I mentally prepared myself to become part of comedy history, booked myself in to the heat at Newcastle’s Hyena Café and made a list of witty retorts I could improvise if anyone in the audience somehow realized I was a witless wanker..
By the time I walked into the club I’d managed to both calm myself down and get my energy up for the gig by drinking a superbly strong Belgian beer and listening repeatedly to Robbie Williams and Maxi Jazz singing My Culture on my CD Walkman. So I was in a strangely hyped up, yet chilled out mood as I signed my name in the book and took my place at a side table with all the other acts.
‘John Cooper,’ a short, stodgy guy with comedy hair took my hand and made me feel a little better about things. ‘That’s Mat and Faron, they’re a musical act, over there is Dan Nightingale, and…’
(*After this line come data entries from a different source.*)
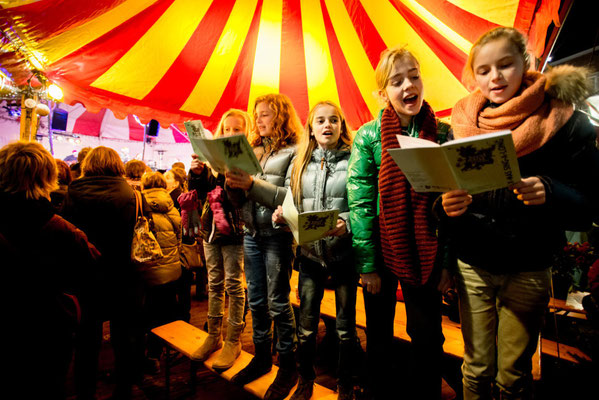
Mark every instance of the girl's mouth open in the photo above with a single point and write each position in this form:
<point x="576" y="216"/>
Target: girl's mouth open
<point x="410" y="100"/>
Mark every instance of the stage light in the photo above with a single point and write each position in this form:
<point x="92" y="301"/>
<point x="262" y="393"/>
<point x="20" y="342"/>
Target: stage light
<point x="55" y="92"/>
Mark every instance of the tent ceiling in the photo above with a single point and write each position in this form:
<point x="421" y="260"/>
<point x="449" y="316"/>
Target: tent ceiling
<point x="175" y="60"/>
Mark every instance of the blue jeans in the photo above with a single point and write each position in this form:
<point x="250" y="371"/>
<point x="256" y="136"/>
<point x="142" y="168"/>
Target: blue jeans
<point x="268" y="270"/>
<point x="312" y="280"/>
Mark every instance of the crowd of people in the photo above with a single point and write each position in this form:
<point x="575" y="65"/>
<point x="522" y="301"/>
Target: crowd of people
<point x="496" y="247"/>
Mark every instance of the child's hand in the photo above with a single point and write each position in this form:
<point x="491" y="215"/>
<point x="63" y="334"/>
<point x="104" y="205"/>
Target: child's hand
<point x="338" y="230"/>
<point x="530" y="190"/>
<point x="456" y="202"/>
<point x="196" y="165"/>
<point x="277" y="216"/>
<point x="238" y="179"/>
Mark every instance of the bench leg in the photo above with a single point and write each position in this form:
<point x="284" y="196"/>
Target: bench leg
<point x="193" y="373"/>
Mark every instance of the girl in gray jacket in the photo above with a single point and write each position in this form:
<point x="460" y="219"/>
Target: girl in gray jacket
<point x="318" y="182"/>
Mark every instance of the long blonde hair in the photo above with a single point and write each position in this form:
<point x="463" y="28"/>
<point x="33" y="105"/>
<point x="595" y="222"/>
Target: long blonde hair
<point x="287" y="126"/>
<point x="382" y="74"/>
<point x="308" y="143"/>
<point x="28" y="168"/>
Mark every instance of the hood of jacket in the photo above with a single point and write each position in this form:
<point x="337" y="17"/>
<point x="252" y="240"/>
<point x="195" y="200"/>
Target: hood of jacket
<point x="23" y="217"/>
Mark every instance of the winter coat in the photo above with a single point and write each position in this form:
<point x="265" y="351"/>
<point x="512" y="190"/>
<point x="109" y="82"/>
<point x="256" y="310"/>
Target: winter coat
<point x="363" y="193"/>
<point x="43" y="257"/>
<point x="324" y="188"/>
<point x="204" y="183"/>
<point x="104" y="208"/>
<point x="167" y="228"/>
<point x="267" y="191"/>
<point x="500" y="234"/>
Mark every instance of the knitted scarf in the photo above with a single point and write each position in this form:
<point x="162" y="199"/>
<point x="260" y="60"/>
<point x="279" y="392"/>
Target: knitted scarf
<point x="408" y="242"/>
<point x="531" y="115"/>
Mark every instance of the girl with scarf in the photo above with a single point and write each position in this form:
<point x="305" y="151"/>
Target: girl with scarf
<point x="267" y="251"/>
<point x="318" y="182"/>
<point x="505" y="239"/>
<point x="221" y="231"/>
<point x="389" y="218"/>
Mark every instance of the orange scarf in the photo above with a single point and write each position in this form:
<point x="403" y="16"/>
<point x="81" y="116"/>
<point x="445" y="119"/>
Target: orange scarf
<point x="531" y="115"/>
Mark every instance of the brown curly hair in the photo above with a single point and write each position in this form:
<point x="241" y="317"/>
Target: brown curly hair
<point x="287" y="126"/>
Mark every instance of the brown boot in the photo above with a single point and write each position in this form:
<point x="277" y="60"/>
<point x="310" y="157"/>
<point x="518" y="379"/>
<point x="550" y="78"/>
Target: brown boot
<point x="231" y="350"/>
<point x="213" y="342"/>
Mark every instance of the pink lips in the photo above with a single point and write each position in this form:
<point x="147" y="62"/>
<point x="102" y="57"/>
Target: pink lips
<point x="410" y="99"/>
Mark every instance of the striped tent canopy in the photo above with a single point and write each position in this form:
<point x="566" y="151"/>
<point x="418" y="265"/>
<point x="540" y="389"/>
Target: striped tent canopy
<point x="176" y="60"/>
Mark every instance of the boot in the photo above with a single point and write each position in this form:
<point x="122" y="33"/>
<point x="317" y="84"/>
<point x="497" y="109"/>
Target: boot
<point x="213" y="342"/>
<point x="285" y="380"/>
<point x="260" y="365"/>
<point x="231" y="350"/>
<point x="304" y="390"/>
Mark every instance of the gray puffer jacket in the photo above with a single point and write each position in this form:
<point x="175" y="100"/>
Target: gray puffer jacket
<point x="267" y="191"/>
<point x="324" y="188"/>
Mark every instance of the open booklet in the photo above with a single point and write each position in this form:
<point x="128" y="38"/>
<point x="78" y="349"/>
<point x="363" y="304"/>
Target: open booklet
<point x="478" y="163"/>
<point x="223" y="153"/>
<point x="307" y="226"/>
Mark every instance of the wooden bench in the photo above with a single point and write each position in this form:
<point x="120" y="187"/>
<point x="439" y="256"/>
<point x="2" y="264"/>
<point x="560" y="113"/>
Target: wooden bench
<point x="454" y="342"/>
<point x="186" y="338"/>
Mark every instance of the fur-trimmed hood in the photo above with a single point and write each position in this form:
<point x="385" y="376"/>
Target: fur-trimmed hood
<point x="567" y="83"/>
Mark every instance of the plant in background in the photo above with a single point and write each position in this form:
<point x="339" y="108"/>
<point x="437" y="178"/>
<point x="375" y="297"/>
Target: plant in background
<point x="570" y="267"/>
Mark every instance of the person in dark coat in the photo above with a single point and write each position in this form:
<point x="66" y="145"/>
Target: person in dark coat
<point x="50" y="261"/>
<point x="64" y="179"/>
<point x="103" y="205"/>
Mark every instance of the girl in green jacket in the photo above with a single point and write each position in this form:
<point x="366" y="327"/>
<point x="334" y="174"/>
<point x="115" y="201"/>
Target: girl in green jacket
<point x="393" y="230"/>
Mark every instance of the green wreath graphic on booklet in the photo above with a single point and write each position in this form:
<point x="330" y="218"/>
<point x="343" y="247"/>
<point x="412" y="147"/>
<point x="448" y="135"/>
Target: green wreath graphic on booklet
<point x="478" y="163"/>
<point x="223" y="153"/>
<point x="307" y="226"/>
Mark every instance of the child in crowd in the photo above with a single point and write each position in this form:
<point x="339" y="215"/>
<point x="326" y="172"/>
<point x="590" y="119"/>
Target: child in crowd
<point x="403" y="231"/>
<point x="317" y="182"/>
<point x="268" y="254"/>
<point x="505" y="239"/>
<point x="134" y="170"/>
<point x="161" y="279"/>
<point x="176" y="183"/>
<point x="222" y="233"/>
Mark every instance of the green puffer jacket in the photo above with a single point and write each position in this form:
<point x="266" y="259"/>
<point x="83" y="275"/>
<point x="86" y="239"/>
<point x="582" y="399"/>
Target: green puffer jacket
<point x="363" y="192"/>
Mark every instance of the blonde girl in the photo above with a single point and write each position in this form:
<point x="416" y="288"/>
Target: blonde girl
<point x="222" y="235"/>
<point x="268" y="254"/>
<point x="505" y="239"/>
<point x="318" y="182"/>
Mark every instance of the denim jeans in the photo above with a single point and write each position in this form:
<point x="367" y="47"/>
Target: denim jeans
<point x="501" y="319"/>
<point x="267" y="271"/>
<point x="312" y="280"/>
<point x="225" y="273"/>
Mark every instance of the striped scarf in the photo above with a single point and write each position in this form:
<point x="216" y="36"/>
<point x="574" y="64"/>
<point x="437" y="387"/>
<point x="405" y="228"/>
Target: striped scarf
<point x="408" y="240"/>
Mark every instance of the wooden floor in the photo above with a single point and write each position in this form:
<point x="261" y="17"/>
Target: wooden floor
<point x="560" y="379"/>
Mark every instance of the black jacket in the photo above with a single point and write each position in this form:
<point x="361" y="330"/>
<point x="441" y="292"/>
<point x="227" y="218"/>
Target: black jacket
<point x="500" y="234"/>
<point x="204" y="183"/>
‘All right,’ a scary-eyed man with very little hair and a paedophile’s smile stalked past me on the way to the toilet.’
‘… and that was Seymour Mace. He’s very good.’
‘Right,’ this was starting to feel a bit ominous. ‘So do you all know each other, then?’
‘Oh aye, we’ve met on the circuit – where have you gigged, then?’
‘Erm… the, er… the… No. Actually, I haven’t really gigged before.’
‘Oh well.’ He gave me a sympathetic pat. ‘You’ll be alright. The compere – Gavin Webster – he’s a good lad.’
‘You know him as well?’
‘Oh yeah, everyone knows everyone here. Well, you know…except you.’
‘Right.’
I was backstage – well, side-stage really – feeling fairly confident. Dan Nightingale had done some reasonably amusing schtick about fighting people off with a banjo, John entertained with a story about being squashed up against old ladies breasts, and Seymour Mace hadn’t been on yet.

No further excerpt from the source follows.